M’Baye Niang and Suso seem to be more than enough, even with Bonaventura as a occasional versatile luxury. However, due to the Frenchman’s ongoing struggles since October, Montella has been handcuffed, sacrificing mezzala Bonaventura in order to aid a uninventive attack. When Adriano Galliani publicly admitted that he would not be exploring the market for any position other than a winger, he conceded that a major problem did in fact exist. By adding the youthful exuberance of Deulofeu, albeit arguably in his poorest form, Montella finally has an adequate option capable of making an impact from either the opening whistle or the bench.
Montella’s tactical flexibility lauded him as a top coaching option for Milan last summer.
The former Fiorentina boss benefits from being versatile in his shape. While in Florence, Montella utilized anything from a 3-5-2 to a 3-4-3, but of course, believes in continuity — his 4-3-3. This alignment flows freely and carries results, but that should not “pigeonhole” Montella as a flexible manager into one specific setup.
Below is considered to be the ideal starting XI with the addition of Deulofeu. Bonaventura can fall back into his midfield role, while the Spanish wingers’ quickness causes disturbance marauding up the pitch. But, while it’s clear the 4-3-3 suits Montella’s current personnel best, a little something can be provided in an altered formation.
— Matthew Santangelo (@Matt_Santangelo) 23 January 2017
A 4-1-3-2, or 4-4-2, would be an improvisation of sorts yet exciting. An in-game adjustment Montella could easily transition to should the flow of the match call for it. It’s fair to concede that by dropping Kucka, your midfield loses most of his grit and muscle. However, Locatelli is no stranger to breaking up play with the occasional challenge. Bonaventura did not fare all that well as a trequartista last season under Siniša Mihajlović, yet his repertoire translates well over a 15-20 minute spell. Interchangeability now becomes available with either Deulofeu or Suso — two individuals who thrive off inward movements. And then there is the insertion of Gianluca Lapadula who compliments Carlos Bacca with his quality link play as a seconda punta.

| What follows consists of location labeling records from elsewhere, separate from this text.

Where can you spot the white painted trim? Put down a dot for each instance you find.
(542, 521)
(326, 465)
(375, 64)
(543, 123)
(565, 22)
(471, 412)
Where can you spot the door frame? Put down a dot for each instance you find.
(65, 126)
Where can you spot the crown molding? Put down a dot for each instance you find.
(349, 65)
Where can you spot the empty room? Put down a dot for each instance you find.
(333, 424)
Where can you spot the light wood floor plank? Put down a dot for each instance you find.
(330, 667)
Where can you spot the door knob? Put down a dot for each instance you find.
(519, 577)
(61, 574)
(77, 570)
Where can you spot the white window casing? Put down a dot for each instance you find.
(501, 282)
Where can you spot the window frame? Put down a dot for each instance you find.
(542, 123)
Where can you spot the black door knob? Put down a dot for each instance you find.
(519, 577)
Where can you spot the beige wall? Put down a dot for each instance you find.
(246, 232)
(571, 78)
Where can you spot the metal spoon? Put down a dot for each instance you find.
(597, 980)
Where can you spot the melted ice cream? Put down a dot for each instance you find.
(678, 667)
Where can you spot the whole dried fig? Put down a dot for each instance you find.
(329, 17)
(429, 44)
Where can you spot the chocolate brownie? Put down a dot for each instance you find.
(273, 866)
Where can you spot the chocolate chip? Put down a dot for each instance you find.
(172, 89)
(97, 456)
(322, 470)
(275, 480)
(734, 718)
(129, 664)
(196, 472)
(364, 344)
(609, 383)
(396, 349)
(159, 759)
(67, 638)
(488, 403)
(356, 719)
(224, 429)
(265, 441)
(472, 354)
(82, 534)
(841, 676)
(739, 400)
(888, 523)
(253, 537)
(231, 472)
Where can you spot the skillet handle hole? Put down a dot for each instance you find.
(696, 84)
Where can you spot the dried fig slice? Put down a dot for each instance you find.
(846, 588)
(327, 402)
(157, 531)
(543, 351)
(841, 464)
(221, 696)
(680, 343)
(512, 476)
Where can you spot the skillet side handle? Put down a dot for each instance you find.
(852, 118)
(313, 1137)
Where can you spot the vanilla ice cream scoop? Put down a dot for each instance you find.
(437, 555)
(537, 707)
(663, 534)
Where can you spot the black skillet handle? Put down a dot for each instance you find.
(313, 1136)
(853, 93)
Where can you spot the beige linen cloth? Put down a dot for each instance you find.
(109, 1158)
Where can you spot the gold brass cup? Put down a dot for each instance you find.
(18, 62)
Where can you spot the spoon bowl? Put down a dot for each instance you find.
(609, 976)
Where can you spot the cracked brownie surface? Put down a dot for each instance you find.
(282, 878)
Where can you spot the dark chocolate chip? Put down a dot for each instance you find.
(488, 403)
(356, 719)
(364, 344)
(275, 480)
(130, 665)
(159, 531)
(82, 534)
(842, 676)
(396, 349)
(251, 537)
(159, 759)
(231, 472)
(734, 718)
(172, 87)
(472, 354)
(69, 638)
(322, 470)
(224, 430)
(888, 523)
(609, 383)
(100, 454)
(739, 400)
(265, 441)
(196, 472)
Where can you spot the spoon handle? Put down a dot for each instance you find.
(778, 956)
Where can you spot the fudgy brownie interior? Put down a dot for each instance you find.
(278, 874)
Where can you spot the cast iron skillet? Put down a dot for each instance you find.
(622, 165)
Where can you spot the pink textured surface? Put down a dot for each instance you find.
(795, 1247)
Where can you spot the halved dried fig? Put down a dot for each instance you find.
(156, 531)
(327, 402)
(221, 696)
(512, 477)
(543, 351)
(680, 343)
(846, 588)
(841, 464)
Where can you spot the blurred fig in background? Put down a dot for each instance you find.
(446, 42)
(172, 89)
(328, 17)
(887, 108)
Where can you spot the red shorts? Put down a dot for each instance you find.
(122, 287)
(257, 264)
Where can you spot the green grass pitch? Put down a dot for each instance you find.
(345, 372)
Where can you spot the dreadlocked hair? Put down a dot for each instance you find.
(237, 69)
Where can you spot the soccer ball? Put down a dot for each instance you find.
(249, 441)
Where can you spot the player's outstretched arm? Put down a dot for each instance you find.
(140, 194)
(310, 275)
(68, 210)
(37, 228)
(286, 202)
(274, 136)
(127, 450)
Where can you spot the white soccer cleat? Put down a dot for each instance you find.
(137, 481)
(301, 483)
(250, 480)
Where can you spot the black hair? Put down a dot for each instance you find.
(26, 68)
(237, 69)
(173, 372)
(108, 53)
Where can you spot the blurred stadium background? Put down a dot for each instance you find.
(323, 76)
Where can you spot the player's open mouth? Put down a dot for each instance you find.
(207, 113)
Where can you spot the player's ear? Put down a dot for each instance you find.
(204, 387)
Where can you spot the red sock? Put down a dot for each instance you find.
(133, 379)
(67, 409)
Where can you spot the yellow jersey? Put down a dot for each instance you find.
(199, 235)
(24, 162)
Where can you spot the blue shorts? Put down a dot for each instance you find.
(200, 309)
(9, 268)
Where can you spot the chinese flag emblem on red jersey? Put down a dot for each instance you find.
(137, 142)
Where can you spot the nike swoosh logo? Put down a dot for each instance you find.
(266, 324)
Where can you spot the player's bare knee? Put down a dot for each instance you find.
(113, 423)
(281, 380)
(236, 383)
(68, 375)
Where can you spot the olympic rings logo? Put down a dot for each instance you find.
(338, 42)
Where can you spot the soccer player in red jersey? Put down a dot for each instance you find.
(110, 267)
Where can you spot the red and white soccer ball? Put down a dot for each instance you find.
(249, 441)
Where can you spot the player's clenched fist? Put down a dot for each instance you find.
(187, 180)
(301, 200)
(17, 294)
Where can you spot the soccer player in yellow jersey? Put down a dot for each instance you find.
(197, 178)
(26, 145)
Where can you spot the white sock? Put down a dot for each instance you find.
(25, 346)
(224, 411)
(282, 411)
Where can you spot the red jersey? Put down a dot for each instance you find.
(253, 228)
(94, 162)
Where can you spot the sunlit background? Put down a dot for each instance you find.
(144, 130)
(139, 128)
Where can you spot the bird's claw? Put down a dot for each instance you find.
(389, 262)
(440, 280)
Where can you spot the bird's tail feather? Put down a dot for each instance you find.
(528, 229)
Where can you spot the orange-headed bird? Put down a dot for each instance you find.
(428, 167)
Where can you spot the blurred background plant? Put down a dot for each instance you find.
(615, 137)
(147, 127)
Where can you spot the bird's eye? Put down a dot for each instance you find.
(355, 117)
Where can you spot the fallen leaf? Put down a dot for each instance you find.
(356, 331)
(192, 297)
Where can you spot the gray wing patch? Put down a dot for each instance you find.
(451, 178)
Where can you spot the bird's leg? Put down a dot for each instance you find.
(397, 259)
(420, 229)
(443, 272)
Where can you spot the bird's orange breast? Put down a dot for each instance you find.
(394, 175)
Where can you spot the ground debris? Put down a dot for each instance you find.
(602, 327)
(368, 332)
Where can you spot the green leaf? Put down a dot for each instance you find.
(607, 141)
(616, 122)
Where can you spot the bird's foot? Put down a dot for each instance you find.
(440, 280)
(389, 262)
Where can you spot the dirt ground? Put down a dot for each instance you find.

Familiarity in the front three
Chemistry is vital to success in football. You can only get so far by throwing eleven names onto the pitch with little semblance of mutual understanding. All eleven must play according to tactics, personal strengths and intelligence.
Gerard Deulofeu’s familiarity with Carlos Bacca (2014-15 with Sevilla) and Suso (Spain U-19 side at the 2012 Euro in Estonia) provides a sense of assurance if you are a Milan supporter. Montella arrived to Milan last summer, strapped for finances and options. He immediately showed confidence in Suso who you can make a strong case for as the clubs’ top performer this year. Bravery going at opposing defenders and the confidence in his lethal left foot are well pronounced.
Montella has tapped into his potential. By having familiar faces around the Milanello ground to help Deulofeu adapt to Italian culture and calcio, the astute tactician aims to make him feel at ease. And, in return, unlock the former Catalan youth’s arsenal of raw talents.
Deulofeu has the blessings of exceptionally quick feet and the ability to outfox defenders with sudden directional changes. If there is a burning desire inside, and Deulofeu puts in the effort on the training ground, the former Spain U-21 skipper could become the latest beneficiary of L’Aeroplanino’s inner workings.